Por conseguinte, pelo estudo deste livro, comprovamos que não se trata duma consideração desconexa, ou sem objetivo, mas dum discurso com um objetivo e um tema, e que nenhuma parte pode ser plenamente entendida sem o estudo do livro como um todo e o conhecimento de seu objetivo. Paulo destaca a benignidade imerecida de Deus mediante Cristo e ressalta que é somente por tal benignidade imerecida de Deus, conjugada com a fé do crente, que os homens são declarados justos; ele comenta que nem o judeu nem o gentio tem base para jactância ou para elevar-se sobre o outro.

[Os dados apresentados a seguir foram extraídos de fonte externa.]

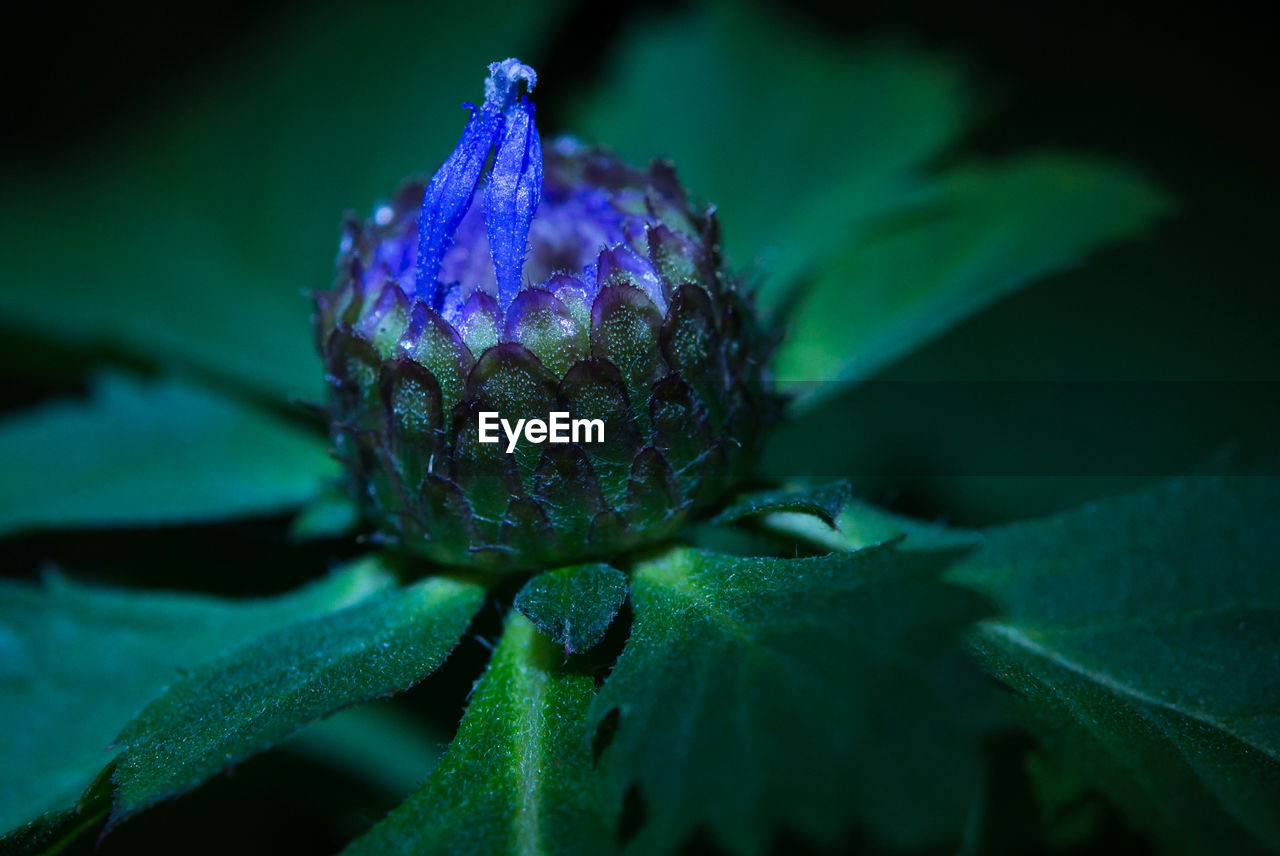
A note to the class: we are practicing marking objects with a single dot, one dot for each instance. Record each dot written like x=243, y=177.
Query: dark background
x=1187, y=94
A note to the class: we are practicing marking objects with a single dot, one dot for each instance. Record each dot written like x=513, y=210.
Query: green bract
x=652, y=335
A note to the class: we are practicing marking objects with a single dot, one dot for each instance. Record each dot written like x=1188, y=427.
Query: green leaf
x=196, y=236
x=822, y=502
x=808, y=694
x=77, y=662
x=984, y=232
x=798, y=141
x=149, y=453
x=248, y=699
x=574, y=605
x=519, y=777
x=1142, y=636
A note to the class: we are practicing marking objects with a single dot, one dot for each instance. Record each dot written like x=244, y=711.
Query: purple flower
x=526, y=287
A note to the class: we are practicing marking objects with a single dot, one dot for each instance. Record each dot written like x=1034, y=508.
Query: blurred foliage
x=256, y=695
x=816, y=695
x=80, y=662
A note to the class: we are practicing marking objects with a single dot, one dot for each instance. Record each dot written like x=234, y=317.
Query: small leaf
x=519, y=777
x=256, y=695
x=78, y=662
x=147, y=453
x=823, y=502
x=862, y=525
x=1142, y=636
x=983, y=233
x=808, y=694
x=574, y=605
x=384, y=745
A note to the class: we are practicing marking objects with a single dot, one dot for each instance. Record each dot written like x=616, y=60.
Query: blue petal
x=512, y=196
x=448, y=197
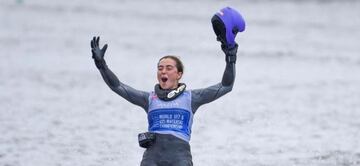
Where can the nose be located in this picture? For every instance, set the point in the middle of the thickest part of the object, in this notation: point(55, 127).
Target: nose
point(163, 71)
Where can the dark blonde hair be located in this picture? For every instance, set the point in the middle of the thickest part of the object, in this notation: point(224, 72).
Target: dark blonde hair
point(179, 64)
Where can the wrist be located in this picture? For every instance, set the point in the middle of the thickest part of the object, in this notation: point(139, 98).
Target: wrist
point(100, 64)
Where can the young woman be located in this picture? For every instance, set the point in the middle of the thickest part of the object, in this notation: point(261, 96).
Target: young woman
point(170, 107)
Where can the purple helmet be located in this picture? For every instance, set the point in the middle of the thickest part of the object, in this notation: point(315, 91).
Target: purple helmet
point(226, 24)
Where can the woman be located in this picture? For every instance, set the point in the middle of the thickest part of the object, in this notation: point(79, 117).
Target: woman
point(170, 107)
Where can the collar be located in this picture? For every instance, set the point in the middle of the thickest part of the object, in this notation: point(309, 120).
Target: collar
point(169, 94)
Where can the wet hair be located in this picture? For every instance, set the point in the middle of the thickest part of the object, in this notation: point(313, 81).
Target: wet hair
point(179, 64)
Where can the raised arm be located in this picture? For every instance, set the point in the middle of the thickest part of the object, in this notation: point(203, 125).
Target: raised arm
point(206, 95)
point(132, 95)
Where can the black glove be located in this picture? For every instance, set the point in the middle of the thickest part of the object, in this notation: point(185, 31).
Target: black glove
point(97, 53)
point(230, 53)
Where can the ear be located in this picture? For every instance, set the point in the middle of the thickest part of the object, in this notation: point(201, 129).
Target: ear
point(179, 75)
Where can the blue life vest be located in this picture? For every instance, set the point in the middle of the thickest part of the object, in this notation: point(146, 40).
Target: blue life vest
point(171, 117)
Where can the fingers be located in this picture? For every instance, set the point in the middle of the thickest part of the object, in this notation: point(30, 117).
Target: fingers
point(104, 48)
point(97, 40)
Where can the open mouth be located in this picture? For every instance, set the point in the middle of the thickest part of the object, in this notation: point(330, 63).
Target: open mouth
point(164, 79)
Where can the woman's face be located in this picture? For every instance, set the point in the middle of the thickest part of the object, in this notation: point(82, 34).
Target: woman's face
point(167, 74)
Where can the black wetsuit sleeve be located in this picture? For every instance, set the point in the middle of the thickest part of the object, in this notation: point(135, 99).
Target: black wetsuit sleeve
point(132, 95)
point(209, 94)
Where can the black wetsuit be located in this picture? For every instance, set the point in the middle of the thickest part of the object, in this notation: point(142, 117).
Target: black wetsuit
point(169, 150)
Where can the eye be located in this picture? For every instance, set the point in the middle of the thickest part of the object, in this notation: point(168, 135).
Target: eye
point(169, 67)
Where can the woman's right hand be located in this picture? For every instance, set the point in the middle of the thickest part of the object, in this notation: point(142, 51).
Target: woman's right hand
point(97, 53)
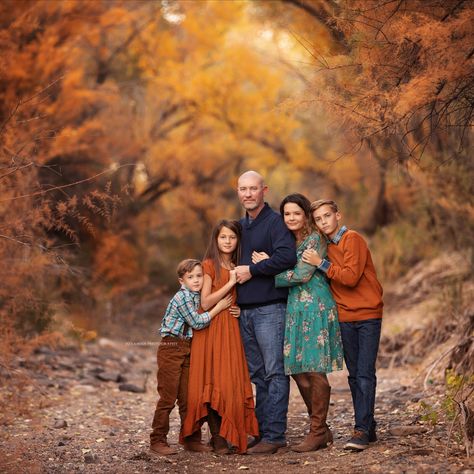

Avisa estritamente os cristãos gentios que não devem ficar orgulhosos por se terem beneficiado de os judeus não terem aceitado a Cristo, visto que a queda dos judeus permitiu que os gentios tivessem a oportunidade de ser membros do “corpo” de Cristo. Ele diz: “Eis, portanto, a benignidade e a severidade de Deus. Para com aqueles que caíram, há severidade, mas para contigo há a benignidade de Deus, desde que permaneças na sua benignidade; senão, tu também serás cortado fora.” — Romanos 11:22.


Lendo Romanos

Romanos tem sido tratado com ênfase em caps. 1-8 e temas como pecado e graça; justiça/justificação; fé como crença, confiança, obediência e fidelidade de Deus às promessas divinas; paz com Deus e outras bênçãos da nova vida em Cristo, incluindo o Espírito. Caps. 9–11, sobre Israel ou teodiceia (justificando que a palavra de Deus não falhou), às vezes foram vistas como intrusivas ou um tema subsidiário. Freqüentemente, as declarações sobre a predestinação (a partir de 8:29; cap. 9) têm sido a principal preocupação dos intérpretes. Mais recentemente, o foco tem sido a “história da salvação” (Adão, Abraão, Moisés, Cristo) e a aplicação aos judeus (na conversação inter-religiosa), de modo a fazer caps. 9–11 o centro da letra inteira. Os ensinamentos éticos no caps. 12–15 às vezes tem sido o foco de atenção - Paulo quer mostrar como o seu evangelho funciona no serviço sacrificial dos cristãos, não para Deus, mas para os outros no mundo do trabalho (12:1–2). Mesmo que as exortações em 12:3-21 pareçam gerais, não surgindo diretamente do tema da justificação, elas repousam em tudo o que foi dito em 3:21–8: 39 (12:1: “portanto”, “por as misericórdias de Deus” enumeradas nos capítulos anteriores). CH. 13, sobre o estado, reflete o contexto em que Paulo escreve e caps. 14-15 abordam problemas reais em Roma de integrar igrejas domésticas divididas. “Acolher-se mutuamente” (15:7) pode então ser chamado de clímax para o qual Paulo constrói sua apresentação. Ou o objetivo é unir-se pela missão à Espanha?

Diferentes épocas e intérpretes viram diferentes aspectos de Romanos como especialmente pertinentes. Uma leitura equilibrada considera o todo como coerente, à luz - e como um desenvolvimento - do tema de Paulo (1:16-17) sobre a justiça, o Cristo de Deus e a fé.